Kenneth B. Ellerbe, chief of the D.C. Department of Fire and Emergency Medical Services, is advancing a plan to shorten the length of firefighter shifts from 24 to 12 hours. Instead of working one 24-hour shift and then getting three days off, firefighters would work three 12-hour day shifts, then three 12-hour night shifts and then have three full days off. Mr. Ellerbe said the change would help curb excessive overtime while enabling (through attrition) a reduction in the number of full-time employees, eventually saving $36 million per year.

Whether the so-called 3-3-3 plan is the best combination is to be determined, but the chief is persuasive on the need to reexamine the 24-hour shift. Shorter shifts would allow for more training opportunities. And as the bulk of department duties shifts from fighting fires to providing emergency medical care, the risk of mistakes caused by exhaustion increases. There’s a reason the medical profession is moving away from working interns 24 hours a day. The EMS division of the department is already on 12-hour shifts, and if the department is truly to be unified, as recommended by the task force that examined the shoddy medical treatment surrounding the 2006 death of journalist David E. Rosenbaum, its schedules should be aligned.

Mr. Ellerbe could seek legislative approval for the change, which is supported by Mayor Vincent C. Gray (D), but he wisely hopes to reach an agreement at the bargaining table. Since firefighters, paid annually, would work more hours per week under the new scenario, more compensation is in order, particularly since they have not had a raise since 2006.
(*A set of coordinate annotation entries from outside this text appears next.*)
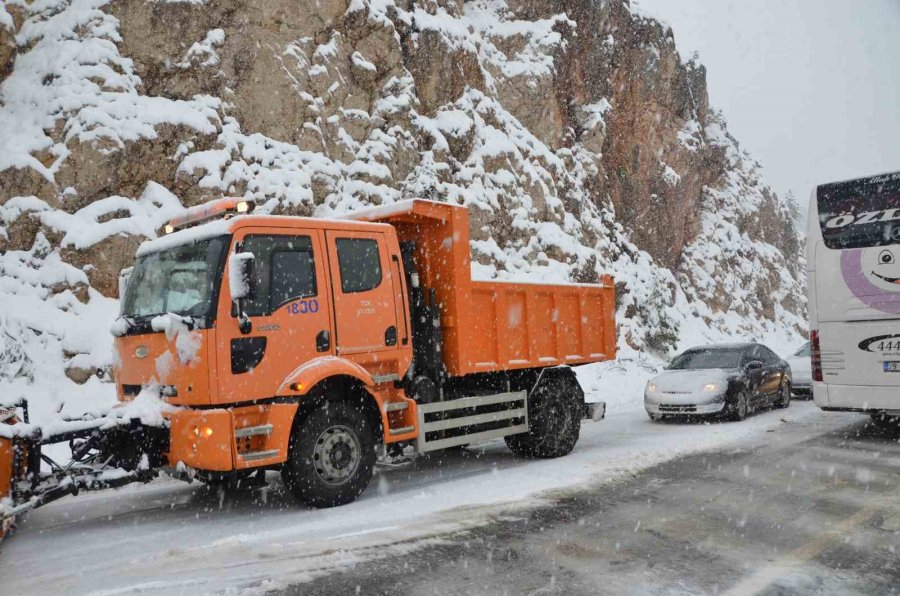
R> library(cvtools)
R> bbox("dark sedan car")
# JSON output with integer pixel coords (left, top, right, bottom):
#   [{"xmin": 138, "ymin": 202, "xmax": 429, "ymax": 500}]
[{"xmin": 644, "ymin": 344, "xmax": 791, "ymax": 421}]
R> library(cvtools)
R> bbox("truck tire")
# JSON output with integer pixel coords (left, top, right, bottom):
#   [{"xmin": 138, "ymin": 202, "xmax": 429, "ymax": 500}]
[
  {"xmin": 506, "ymin": 377, "xmax": 583, "ymax": 459},
  {"xmin": 281, "ymin": 401, "xmax": 375, "ymax": 508}
]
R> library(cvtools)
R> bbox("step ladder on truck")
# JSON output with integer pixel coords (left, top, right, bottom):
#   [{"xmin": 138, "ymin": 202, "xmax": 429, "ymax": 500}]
[{"xmin": 0, "ymin": 199, "xmax": 616, "ymax": 536}]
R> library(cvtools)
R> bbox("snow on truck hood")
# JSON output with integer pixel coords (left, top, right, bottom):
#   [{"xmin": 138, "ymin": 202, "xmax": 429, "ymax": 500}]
[{"xmin": 650, "ymin": 368, "xmax": 739, "ymax": 393}]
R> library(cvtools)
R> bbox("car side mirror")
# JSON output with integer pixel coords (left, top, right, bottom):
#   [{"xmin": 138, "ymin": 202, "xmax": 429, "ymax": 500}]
[
  {"xmin": 228, "ymin": 252, "xmax": 256, "ymax": 335},
  {"xmin": 228, "ymin": 252, "xmax": 256, "ymax": 303}
]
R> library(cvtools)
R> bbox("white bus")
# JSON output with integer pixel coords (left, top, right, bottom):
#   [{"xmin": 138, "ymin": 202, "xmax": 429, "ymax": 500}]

More money won’t appease everyone who has built a life around a work schedule that — with its requirement of just eight or nine workdays a month — allows extended time with families, second jobs and the ability to live as far away as North Carolina. Ed Smith, president of the firefighters union, says he believes the change will prompt an exodus from the department, including by EMS-qualified firefighters who were recruited to upgrade the department in the wake of the Rosenbaum case.

Mr. Ellerbe needs to pay attention to concerns raised by the union and allow for give and take. Ultimately, though, the issue must be decided by the question of who benefits. Arguments about firefighting tradition, what other cities do or the imposition on private lives can’t carry the day.